I should have specified....a general mixed commodity fund that purchases stocks of comapnies in the commodity sector(Ag, metals, energy) as well as some commodity ETFs like SLV. I haven't purchased physical commodities since 2010 and only hold a small ampount of metals.

The only reason it is going up, IMO, is because of Fed policy.

8timechamps
9/27/2012, 10:47 PM
I should have specified....a general mixed commodity fund that purchases stocks of comapnies in the commodity sector(Ag, metals, energy) as well as some commodity ETFs like SLV. I haven't purchased physical commodities since 2010 and only hold a small ampount of metals.

The only reason it is going up, IMO, is because of Fed policy.

Are you referring to your holdings, or the equity market?

If you mean the equity market, I'd have to disagree.

FaninAma
9/28/2012, 04:06 PM
Are you referring to your holdings, or the equity market?

If you mean the equity market, I'd have to disagree.

The equity market is going up only because of the stimulus the Fed is pumping into the bond and mortgage backed security markets.

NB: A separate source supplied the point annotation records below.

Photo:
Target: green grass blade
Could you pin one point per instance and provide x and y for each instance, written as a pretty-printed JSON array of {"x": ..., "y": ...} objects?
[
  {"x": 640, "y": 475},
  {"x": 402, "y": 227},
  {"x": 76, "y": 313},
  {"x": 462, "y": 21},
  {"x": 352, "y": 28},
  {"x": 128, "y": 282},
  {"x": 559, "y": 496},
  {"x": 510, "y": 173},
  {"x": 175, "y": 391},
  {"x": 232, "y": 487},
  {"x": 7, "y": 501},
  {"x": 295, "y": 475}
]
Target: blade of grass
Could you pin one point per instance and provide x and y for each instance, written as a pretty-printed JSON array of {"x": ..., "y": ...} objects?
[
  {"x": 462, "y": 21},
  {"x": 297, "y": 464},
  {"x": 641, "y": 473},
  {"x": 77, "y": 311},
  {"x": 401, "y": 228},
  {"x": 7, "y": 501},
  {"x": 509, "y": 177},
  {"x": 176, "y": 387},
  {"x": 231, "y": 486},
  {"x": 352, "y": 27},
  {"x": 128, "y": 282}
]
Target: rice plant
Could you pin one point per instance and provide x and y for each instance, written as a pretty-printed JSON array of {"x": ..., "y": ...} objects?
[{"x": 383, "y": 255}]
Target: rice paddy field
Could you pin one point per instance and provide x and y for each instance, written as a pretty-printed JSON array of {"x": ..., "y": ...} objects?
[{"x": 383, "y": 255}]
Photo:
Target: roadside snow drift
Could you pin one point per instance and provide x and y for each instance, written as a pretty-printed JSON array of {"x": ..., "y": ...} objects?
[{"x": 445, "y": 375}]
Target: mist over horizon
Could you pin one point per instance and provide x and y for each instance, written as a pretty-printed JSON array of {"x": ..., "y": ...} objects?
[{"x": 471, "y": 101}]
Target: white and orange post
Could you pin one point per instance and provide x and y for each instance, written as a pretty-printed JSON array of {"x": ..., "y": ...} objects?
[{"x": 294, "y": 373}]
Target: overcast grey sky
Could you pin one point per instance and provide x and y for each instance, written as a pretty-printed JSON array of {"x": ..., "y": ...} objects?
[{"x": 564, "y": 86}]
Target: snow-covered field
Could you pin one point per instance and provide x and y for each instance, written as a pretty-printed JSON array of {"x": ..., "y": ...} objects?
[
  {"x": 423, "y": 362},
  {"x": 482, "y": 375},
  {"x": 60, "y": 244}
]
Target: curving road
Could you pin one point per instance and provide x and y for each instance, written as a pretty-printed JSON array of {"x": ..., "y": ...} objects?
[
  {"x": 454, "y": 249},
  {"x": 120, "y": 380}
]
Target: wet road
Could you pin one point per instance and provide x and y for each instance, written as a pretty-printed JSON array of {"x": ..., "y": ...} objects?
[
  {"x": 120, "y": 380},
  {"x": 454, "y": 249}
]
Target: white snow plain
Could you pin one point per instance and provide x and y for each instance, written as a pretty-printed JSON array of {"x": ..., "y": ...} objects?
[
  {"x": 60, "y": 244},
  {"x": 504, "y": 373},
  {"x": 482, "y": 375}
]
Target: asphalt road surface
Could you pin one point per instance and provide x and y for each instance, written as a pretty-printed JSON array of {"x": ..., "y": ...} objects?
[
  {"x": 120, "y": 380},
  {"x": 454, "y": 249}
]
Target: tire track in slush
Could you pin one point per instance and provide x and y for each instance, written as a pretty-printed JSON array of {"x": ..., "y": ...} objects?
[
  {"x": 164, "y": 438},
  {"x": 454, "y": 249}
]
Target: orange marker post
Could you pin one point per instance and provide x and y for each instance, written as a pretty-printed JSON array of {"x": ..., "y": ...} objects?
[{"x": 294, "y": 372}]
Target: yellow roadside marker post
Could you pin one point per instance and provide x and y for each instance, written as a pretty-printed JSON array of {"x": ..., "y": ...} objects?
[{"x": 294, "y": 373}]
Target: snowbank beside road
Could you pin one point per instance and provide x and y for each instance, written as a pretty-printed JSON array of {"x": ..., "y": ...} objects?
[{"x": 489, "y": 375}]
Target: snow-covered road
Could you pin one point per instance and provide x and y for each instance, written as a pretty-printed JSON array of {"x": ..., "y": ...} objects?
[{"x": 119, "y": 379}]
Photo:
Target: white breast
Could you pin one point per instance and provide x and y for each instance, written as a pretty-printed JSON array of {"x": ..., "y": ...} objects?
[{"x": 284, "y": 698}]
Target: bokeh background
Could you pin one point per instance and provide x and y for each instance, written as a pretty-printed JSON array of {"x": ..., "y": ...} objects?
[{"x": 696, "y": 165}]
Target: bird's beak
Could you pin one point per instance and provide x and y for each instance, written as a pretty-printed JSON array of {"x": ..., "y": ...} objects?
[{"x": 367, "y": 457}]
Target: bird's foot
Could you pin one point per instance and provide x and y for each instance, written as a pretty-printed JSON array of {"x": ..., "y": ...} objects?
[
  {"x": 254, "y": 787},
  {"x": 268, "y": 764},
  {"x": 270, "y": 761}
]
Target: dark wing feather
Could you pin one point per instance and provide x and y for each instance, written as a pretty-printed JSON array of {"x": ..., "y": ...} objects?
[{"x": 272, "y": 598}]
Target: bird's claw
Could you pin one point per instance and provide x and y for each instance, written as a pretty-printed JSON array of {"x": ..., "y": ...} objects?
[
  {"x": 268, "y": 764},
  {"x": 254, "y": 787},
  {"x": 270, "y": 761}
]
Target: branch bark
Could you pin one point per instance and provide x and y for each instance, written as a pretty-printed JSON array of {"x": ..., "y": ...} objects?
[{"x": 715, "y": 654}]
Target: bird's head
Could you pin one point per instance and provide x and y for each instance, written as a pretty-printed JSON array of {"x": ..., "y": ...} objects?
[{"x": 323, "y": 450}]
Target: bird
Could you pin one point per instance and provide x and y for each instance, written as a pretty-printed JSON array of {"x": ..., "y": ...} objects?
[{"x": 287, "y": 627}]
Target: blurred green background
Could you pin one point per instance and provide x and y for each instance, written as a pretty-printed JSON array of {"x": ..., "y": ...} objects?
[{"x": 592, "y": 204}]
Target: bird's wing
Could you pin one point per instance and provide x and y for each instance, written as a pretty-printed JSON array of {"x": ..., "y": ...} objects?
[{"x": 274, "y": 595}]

The S&P is way over-valued for an economy that has this level of unemployment and weak GDP. Plus, I follow the markets closely enough that it became apparent that 80% of the market rise came during the week prior to a Fed announcement because the traders that dominate the current equity markets were anticipating another round of monetary easing. Equities are just another asset class. As such they will increase in price along with other hard assets as inflationary measures are undertaken by the government and Fed.

But go ahead and tell me why you think the equity markets are rising. It should be interesting.